USC Salkehatchie Leadership Institute graduates Class of 2026 in Allendale County
Thirteen graduates closed USC Salkehatchie’s 2026 leadership class, a pipeline aimed at county boards, schools, businesses and civic work across the region.

USC Salkehatchie’s Leadership Institute sent 13 graduates into the region’s civic pipeline on May 28, and the ceremony in Allendale was framed less as a farewell than as a recruiting ground for the next round of local problem-solvers.
The university paired the graduation with an alumni luncheon and a service-project presentation on “Truth in Nature” by Alex Murray, underscoring that the program is meant to do more than hand out certificates. Among the participants USC Salkehatchie identified in its Class of 2026 announcement were Adam Altman, Leeanna Biery, Beaufort Logan Colburn, Molly Crosby, Katrina Douse, Anthony Flowers, Stephone Glover, Patricia Hall, Thomas Higgs, Leslie Johnson, Erin Long, Kendall Malphrus, Sarah Miller, Racheal Neece, Leigh Ann Osborne, Brianna Parker and Kywana Ritter. The class drew professionals from government, schools, health care and business across Allendale, Bamberg, Barnwell, Colleton, Hampton and Jasper counties.

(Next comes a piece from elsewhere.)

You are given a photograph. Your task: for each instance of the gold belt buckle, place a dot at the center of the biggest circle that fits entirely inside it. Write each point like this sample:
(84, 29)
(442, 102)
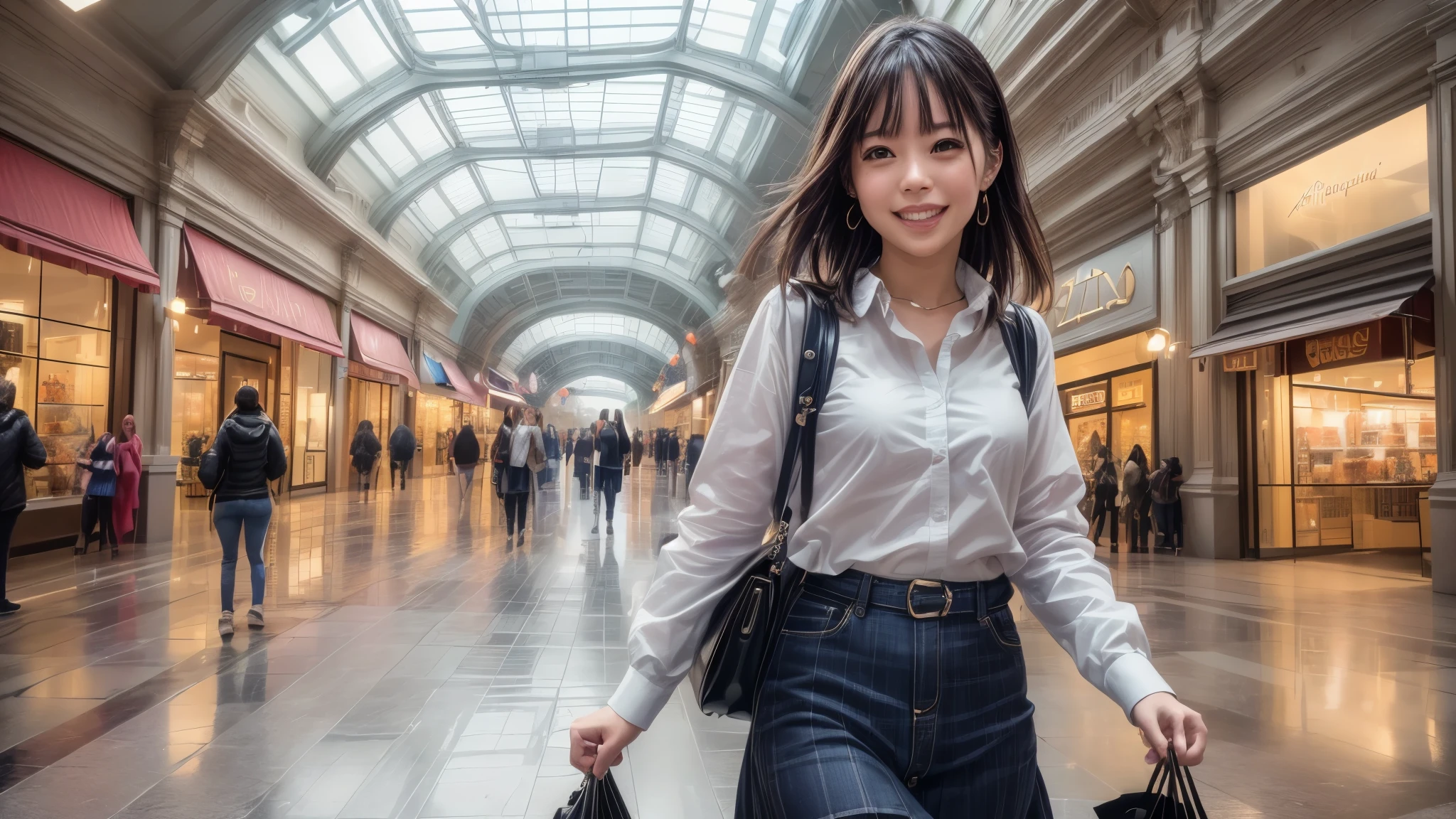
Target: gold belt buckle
(946, 591)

That cross-county mix is the point of the institute, which USC Salkehatchie says was established in 1998 to stimulate economic development in Allendale, Bamberg, Barnwell, Colleton and Hampton counties. An UNC School of Government case study says the institute has trained nearly 2,000 leaders since then, and USC Salkehatchie says accepted participants receive full scholarships after nominations from leaders in regional business, industry and education. For Allendale County, that matters because the program is built to feed the boards, committees, nonprofits and public agencies that decide everything from school support to workforce strategy.
The 2026 curriculum pushed participants through the systems that shape daily life in the Salkehatchie region: economic development, local government, education, health care, emergency response and institutional capacity. The class began with leadership assessments and a session on leading with purpose, then moved through state government and workplace culture. It also included visits to Hampton Regional Medical Center, an emergency simulation at Company Two Fire and briefings from SouthernCarolina Alliance, the kind of practical exposure that connects leadership training to hospital staffing, emergency response and employer recruitment.
Director Shelby Broomfield opened the ceremony and introduced keynote speaker Denzor Richberg, a Harvard Kennedy School Executive Leadership Program alumnus, author, entrepreneur and community leader. Richberg’s remarks centered on resilience, service and influence, using visual demonstrations to drive home the expectation that leaders must withstand pressure and still remain useful to the people around them. With local graduates now moving back into regional institutions, USC Salkehatchie is treating leadership development as a long-term investment in who will guide Allendale County’s next decisions.